FIG. 5 is a diagram showing an alternative embodiment of a virtual environment as perceived by one of the participants shown in FIG. 2; and

FIG. 6 is a flowchart showing the operation of a particular embodiment of a virtual reality network according to the present invention.

FIG. 7 is a schematic illustration depicting a point hierarchy that creates one of the gears of the virtual world shown in FIG. 3.

BACKGROUND OF THE INVENTION

This invention relates to computer systems and, more particularly, to a network wherein multiple users may share, perceive, and manipulate a virtual environment generated by a computer system.

Researchers have been working with virtual reality systems for some time. In a typical virtual reality system, people are immersed in three-dimensional, computer-generated worlds wherein they control the computer-generated world by using parts of their body, such as their hands, in a natural manner. Examples of virtual reality systems may be found in telerobotics, virtual control panels, architectural simulation, and scientific visualization. See, for example, Sutherland, W. R., "The Ultimate Display", Proceedings of the IPIP Congress 2, 506-508 (1965); Fisher, S. S., McGreevy, M., Humphries, J., and Robbinett, W., "Virtual Environment Display System," Proc. 86 Workshop 3D Graphics, 77-87 (1986); F. P. Brooks, "Walkthrough--A Dynamic Graphics System for Simulating Virtual Buildings", Proc. 1986 Workshop on Interactive 3D Graphics, 9-12 (1986); and Chung, J. C., "Exploring Virtual Worlds with Head-Mounted Displays", Proc. SPIE Vol. 1083, Los Angeles, Calif., (1989). All of the foregoing publications are incorporated herein by reference.

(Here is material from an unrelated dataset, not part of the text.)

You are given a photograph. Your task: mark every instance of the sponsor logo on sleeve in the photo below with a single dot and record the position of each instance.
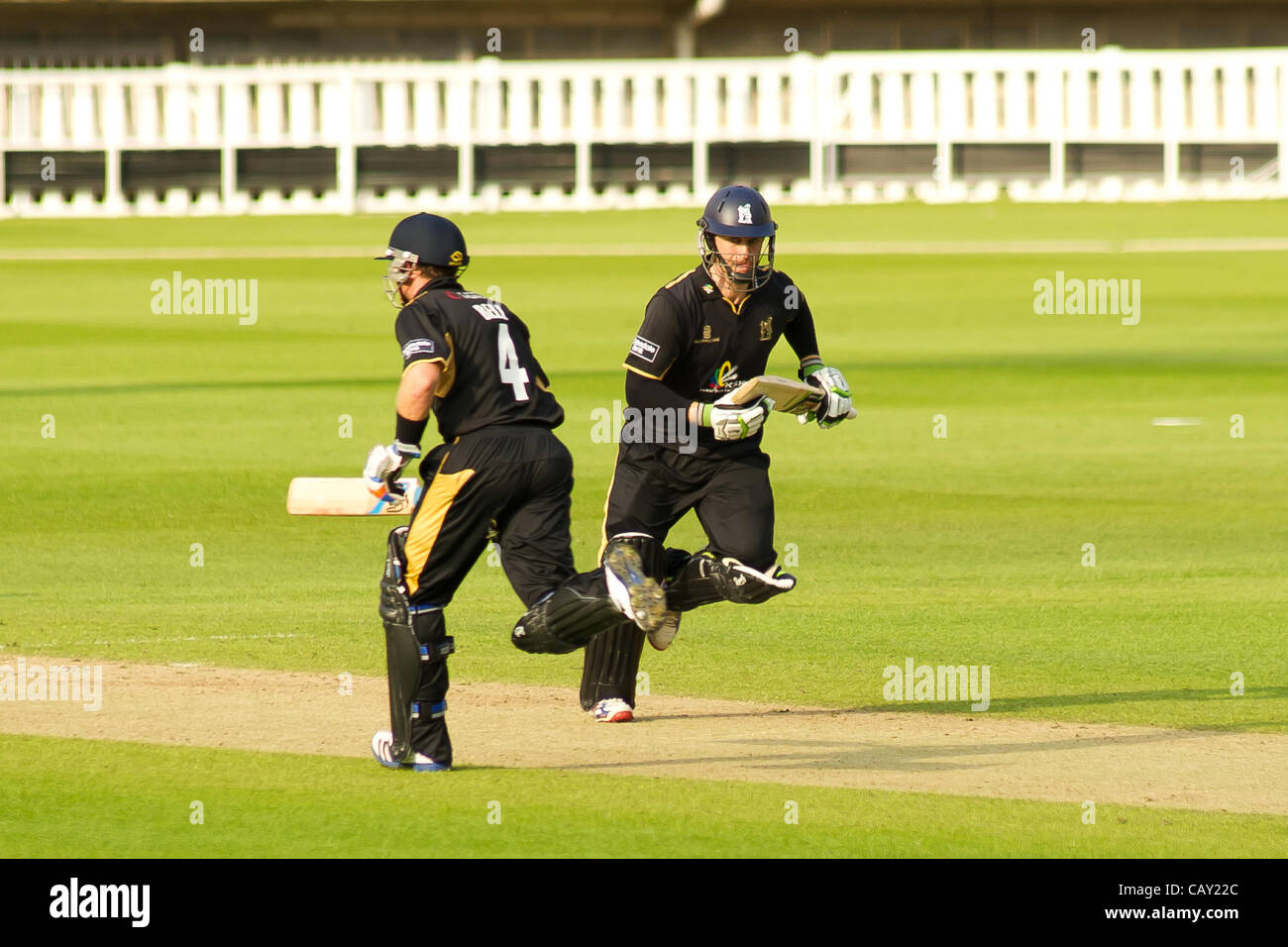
(417, 347)
(644, 348)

In known systems, not necessarily in the prior art, a user wears a special helmet that contains two small television screens, one for each eye, so that the image appears to be three dimensional. This effectively immerses the user in a simulated scene. A sensor mounted on the helmet keeps track of the position and orientation of the users head. As the user's head turns, the computerized scene shifts accordingly. To interact with objects in the simulated world, the user wears an instrumented glove having sensors that detect how the hand is bending. A separate sensor, similar to the one on the helmet, determines the hand's position in space. A computer-drawn image of a hand appears in the computerized scene, allowing the user to guide the hand to objects in the simulation. The virtual hand emulates the movements of the real hand, so the virtual hand may be used to grasp and pick up virtual objects and manipulate them according to gestures of the real hand. An example of a system wherein the gestures of a part of the body of the physical user is used to create a cursor which emulates the part of the body for manipulating virtual objects is disclosed in copending U.S. patent application Ser. No. 317,107, filed Feb. 28, 1989, U.S. Pat .No. 4,988,981, issued Jan. 29, 1991, entitled, "Computer Data Entry Manipulation Apparatus and Method," incorporated herein by reference.

To date, known virtual reality systems accommodate only a single user within the perceived virtual space. As a result, they cannot accommodate volitional virtual interaction between multiple users.

SUMMARY OF THE INVENTION

The present invention is directed to a virtual reality network which allows multiple participants to share, perceive, and manipulate a common virtual or imaginary environment. In one embodiment of the present invention, a computer model of a virtual environment is continuously modified by input from various participants. The virtual environment is displayed to the participants using sensory displays such as head-mounted visual and auditory displays which travel with the wearer and track the position and orientation of the wearer's head in space. Participants can look at each other within the virtual environment and see virtual body images of the other participants in a manner similar to the way that people in a physical environment see each other. Each participant can also look at his or her own virtual body in exactly the same manner that a person in a physical environment can look at his or her own real body. The participants may work on a common task together and view the results of each other's actions.

This application is a Continuation of application Ser. No. 07/535,253, filed on Jun. 7, 1990, now abandoned.